A VLAN is a logical subset of hosts on a local area network (LAN) that operate in the same IP address space. Grouping hosts together in a VLAN has distinct advantages. For example, with VLANs, you can:
You can create a VLAN and associate physical interfaces with that VLAN. In this way, any host that sends traffic to a BIG-IP® system interface is logically a member of the VLAN or VLANs to which that interface belongs.
By default, the BIG-IP® system includes VLANs named internal and external. When you initially ran the Setup utility, you assigned the following to each of these VLANs:
A typical VLAN configuration is one in which the system has the two VLANs external and internal, and one or more BIG-IP system interfaces assigned to each VLAN. You then create a virtual server, and associate a default load balancing pool with that virtual server. This figure shows a typical configuration using the default VLANs external and internal.

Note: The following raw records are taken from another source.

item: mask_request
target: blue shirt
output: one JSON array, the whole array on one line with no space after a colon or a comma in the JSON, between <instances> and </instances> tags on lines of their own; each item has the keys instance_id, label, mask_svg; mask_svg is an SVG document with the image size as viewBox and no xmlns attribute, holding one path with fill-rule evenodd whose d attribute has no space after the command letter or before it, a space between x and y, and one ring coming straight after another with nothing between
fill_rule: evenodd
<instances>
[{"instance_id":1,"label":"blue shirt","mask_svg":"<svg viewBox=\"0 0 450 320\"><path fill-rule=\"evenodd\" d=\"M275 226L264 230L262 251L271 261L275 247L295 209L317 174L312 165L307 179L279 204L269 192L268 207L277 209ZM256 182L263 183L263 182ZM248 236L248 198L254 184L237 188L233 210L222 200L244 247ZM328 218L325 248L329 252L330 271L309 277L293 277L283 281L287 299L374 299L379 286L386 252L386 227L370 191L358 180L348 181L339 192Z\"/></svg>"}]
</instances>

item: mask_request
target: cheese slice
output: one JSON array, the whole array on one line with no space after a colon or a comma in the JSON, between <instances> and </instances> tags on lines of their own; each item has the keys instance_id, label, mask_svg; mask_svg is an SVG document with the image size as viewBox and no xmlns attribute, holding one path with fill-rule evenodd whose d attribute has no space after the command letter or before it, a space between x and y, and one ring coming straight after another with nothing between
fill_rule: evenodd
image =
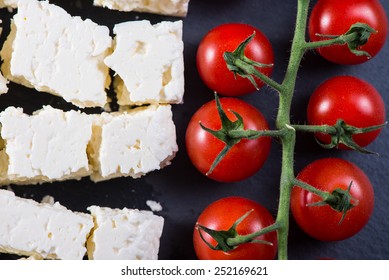
<instances>
[{"instance_id":1,"label":"cheese slice","mask_svg":"<svg viewBox=\"0 0 389 280\"><path fill-rule=\"evenodd\" d=\"M114 51L104 62L116 72L119 105L182 103L182 21L129 21L114 33Z\"/></svg>"},{"instance_id":2,"label":"cheese slice","mask_svg":"<svg viewBox=\"0 0 389 280\"><path fill-rule=\"evenodd\" d=\"M88 154L93 181L138 178L171 163L178 146L170 105L96 116Z\"/></svg>"},{"instance_id":3,"label":"cheese slice","mask_svg":"<svg viewBox=\"0 0 389 280\"><path fill-rule=\"evenodd\" d=\"M0 184L35 184L91 174L86 153L93 117L50 106L33 115L8 107L0 113Z\"/></svg>"},{"instance_id":4,"label":"cheese slice","mask_svg":"<svg viewBox=\"0 0 389 280\"><path fill-rule=\"evenodd\" d=\"M185 17L189 0L94 0L95 6L124 12L147 12L161 15Z\"/></svg>"},{"instance_id":5,"label":"cheese slice","mask_svg":"<svg viewBox=\"0 0 389 280\"><path fill-rule=\"evenodd\" d=\"M81 260L94 224L89 214L0 190L0 252L36 259Z\"/></svg>"},{"instance_id":6,"label":"cheese slice","mask_svg":"<svg viewBox=\"0 0 389 280\"><path fill-rule=\"evenodd\" d=\"M94 229L87 242L91 260L156 260L164 219L151 211L91 206Z\"/></svg>"},{"instance_id":7,"label":"cheese slice","mask_svg":"<svg viewBox=\"0 0 389 280\"><path fill-rule=\"evenodd\" d=\"M107 103L112 38L106 26L47 1L20 0L0 52L4 76L81 108ZM26 47L28 46L28 47Z\"/></svg>"}]
</instances>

A typical configuration using the default VLANs
VLANs are directly associated with the physical interfaces on the BIG-IP® system.
For each VLAN that you create, you must assign one or more BIG-IP® system interfaces to that VLAN. When you assign an interface to a VLAN, you indirectly control the hosts from which the BIG-IP system interface sends or receives messages.
For example, if you assign interface 1.11 to VLAN A, and you then associate VLAN A with a virtual server, then the virtual server sends its outgoing traffic through interface 1.11, to a destination host in VLAN A. Similarly, when a destination host sends a message to the BIG-IP system, the host’s VLAN membership determines the BIG-IP system interface that should receive the incoming traffic.
Each VLAN has a MAC address. The MAC address of a VLAN is the same MAC address of the lowest-numbered interface assigned to that VLAN.
You can create a VLAN and assign interfaces to the VLAN as untagged interfaces. When you assign interfaces as untagged interfaces, you cannot associate other VLANs with those interfaces. This limits the interface to accepting traffic only from that VLAN, instead of from multiple VLANs. If you want to give an interface the ability to accept and receive traffic for multiple VLANs, you add the same interface to each VLAN as a tagged interface.
You can create a VLAN and assign interfaces to the VLAN as single- or double-tagged interfaces. When you assign interfaces as tagged interfaces, you can associate multiple VLANs with those interfaces.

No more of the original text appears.